Tour City Search Engine: Locate Your Favorite Destination

9 min readDec 16, 2020

An example of a tourism city recommendation. When users input “beer”, one of the possible returned city might be Munich in Germany.

Introduction

Tourism place recommendation is not new nowadays. Data mining techniques focusing on textual information to plan on trip advising like [1]. And many search engines can also output targeted cities if users wish to search for a place for their vacation.

However, one of the disadvantages is that to train such learners, one must have enough bunches of documentary data in hand, and users tend to only focus on very famous places or big cities since for many textual data online, “big places” are more likely to take up a larger proportion than some unknown or less known places.

In this project, we are trying to solve these two problems by designing a tour city search engine that allows users to input any queries of places they want to go. We are utilizing the introduction pages on Wikipedia as our only textual corpus for the cities and applying relevance ranking to output the results. We use several existing search ranking methods with NDCG as the evaluation metric, to display the results of the performances.

Problem Setup

Our basic task in this project will be, input a query that might be anything a user wants to experience at a place.

If the query is directly the name of the city, then output it. If no city name is matched to the query, this suits scenarios that users don’t have a specific destination, and want to find somewhere with beautiful forests, beaches, or somewhere famous for beer, shopping, etc. Then the system will be able to retrieve relevant documents of cities based on this query to perform document ranking, with the documents being Wikipedia introductory pages for each city in the database. Cities highly related to the query word will be displayed to the users in a sequence.

Data

City Data

For the document, we have two main data sources to build up the document database: first to retrieve the city names on the world, we downloaded the city database from Datahub that includes names of 23,018 major cities above 15,000 inhabitants in the world, and their corresponding countries aside. This city database is the core data source of cities.

Wiki-doc Data

Then we use the Wikipedia API as a Python library to crawl the Wikipedia pages for each city in the city database. To extract the introductory pages, we input “city” as a prefix to the target city, combined with its belonging country name into the Wikipedia search engine, and directly extracted the first document text it returns. An example of crawling city “Beijing” is shown:

A crawling example to get the Wiki page for the city Beijing from China.

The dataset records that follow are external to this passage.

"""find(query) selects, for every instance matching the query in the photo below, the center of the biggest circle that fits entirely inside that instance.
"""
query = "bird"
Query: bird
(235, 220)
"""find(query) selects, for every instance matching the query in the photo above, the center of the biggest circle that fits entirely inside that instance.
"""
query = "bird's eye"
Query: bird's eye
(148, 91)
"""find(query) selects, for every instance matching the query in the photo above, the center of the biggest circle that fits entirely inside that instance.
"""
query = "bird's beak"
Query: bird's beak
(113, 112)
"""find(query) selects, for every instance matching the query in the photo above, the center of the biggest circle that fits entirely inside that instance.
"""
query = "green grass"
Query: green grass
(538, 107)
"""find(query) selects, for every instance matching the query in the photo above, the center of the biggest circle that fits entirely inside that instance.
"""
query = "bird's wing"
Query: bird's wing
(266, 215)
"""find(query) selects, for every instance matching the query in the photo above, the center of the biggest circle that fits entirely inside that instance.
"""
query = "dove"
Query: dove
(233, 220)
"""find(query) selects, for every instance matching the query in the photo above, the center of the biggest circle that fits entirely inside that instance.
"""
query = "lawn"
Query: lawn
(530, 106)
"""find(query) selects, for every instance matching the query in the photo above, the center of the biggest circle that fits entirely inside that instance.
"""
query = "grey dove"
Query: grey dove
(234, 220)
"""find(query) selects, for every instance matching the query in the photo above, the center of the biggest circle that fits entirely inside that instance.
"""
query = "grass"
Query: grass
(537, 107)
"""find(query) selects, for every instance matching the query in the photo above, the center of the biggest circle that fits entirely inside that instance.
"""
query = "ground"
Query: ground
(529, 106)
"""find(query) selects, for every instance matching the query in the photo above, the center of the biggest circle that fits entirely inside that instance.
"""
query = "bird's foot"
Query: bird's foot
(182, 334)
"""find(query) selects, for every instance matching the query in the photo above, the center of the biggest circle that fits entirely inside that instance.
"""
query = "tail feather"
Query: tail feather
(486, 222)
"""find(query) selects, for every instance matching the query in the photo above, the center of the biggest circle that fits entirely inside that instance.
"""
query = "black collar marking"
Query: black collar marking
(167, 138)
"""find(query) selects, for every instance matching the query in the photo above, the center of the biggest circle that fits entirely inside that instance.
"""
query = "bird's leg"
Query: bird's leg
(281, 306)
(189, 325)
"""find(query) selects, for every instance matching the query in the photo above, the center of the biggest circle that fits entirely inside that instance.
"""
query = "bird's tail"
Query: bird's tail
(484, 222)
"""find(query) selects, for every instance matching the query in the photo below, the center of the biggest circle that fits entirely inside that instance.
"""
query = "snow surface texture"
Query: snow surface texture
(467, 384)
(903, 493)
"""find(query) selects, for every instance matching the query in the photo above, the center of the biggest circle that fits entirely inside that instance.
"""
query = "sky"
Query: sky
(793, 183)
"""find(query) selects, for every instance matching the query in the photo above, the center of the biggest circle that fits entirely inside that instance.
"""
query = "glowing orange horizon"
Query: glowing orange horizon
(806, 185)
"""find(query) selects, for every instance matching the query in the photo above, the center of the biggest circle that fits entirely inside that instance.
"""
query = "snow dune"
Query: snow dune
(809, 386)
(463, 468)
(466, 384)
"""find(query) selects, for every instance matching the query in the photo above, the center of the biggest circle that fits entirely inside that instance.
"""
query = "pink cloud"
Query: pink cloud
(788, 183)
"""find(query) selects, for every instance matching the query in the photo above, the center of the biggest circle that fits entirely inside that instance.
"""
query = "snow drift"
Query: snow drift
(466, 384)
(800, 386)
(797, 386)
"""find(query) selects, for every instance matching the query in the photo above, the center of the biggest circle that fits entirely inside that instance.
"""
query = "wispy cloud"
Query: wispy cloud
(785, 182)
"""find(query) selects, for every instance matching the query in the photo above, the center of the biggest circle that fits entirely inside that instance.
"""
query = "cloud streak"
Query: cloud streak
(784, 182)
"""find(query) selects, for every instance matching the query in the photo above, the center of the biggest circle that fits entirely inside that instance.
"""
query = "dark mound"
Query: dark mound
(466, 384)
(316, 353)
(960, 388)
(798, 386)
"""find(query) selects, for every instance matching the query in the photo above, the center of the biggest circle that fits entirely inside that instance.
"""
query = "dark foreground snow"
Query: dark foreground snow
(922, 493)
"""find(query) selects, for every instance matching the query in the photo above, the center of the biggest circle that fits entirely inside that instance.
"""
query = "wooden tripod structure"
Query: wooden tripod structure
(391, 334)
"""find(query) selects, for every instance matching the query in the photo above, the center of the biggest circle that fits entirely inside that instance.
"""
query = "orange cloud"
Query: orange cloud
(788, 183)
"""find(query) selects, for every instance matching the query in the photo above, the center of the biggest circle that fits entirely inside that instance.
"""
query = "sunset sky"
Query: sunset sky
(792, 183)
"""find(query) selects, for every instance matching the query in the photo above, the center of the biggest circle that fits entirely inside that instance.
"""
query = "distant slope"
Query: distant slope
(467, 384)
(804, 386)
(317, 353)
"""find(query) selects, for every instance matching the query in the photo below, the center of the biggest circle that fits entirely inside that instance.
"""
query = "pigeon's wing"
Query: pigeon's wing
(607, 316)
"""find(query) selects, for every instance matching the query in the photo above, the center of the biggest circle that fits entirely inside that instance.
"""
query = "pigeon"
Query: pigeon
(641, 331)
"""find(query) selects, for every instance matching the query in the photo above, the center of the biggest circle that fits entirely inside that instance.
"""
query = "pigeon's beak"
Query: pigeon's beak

We acquired the number of city pages from Wikipedia to be 20,973, which is slightly smaller than the number of cities since, for some city input, the API fails to return any related pages.

Sampling Test Data

Since the input query might be unknown to the system with unlimited ranges, we have no annotated data for evaluation to see how this system works for our tourism place recommendation tasks. Thus we sample part of the city documents, and prepare several possible input queries from users, to annotate the relevance ourselves.

We randomly sample 1,000 documents from the entire city document database we built. Then we also select 30 sample queries that are all hot “words” in tourism world to annotate. Given a document d and each query q, we annotated whether d is relevant to q (1) or not (0) in binary representations. Part of the sampled data statistics for the number of relevant documents is shown:

Sample statistics for the number of relevant documents for each sample query in the test set.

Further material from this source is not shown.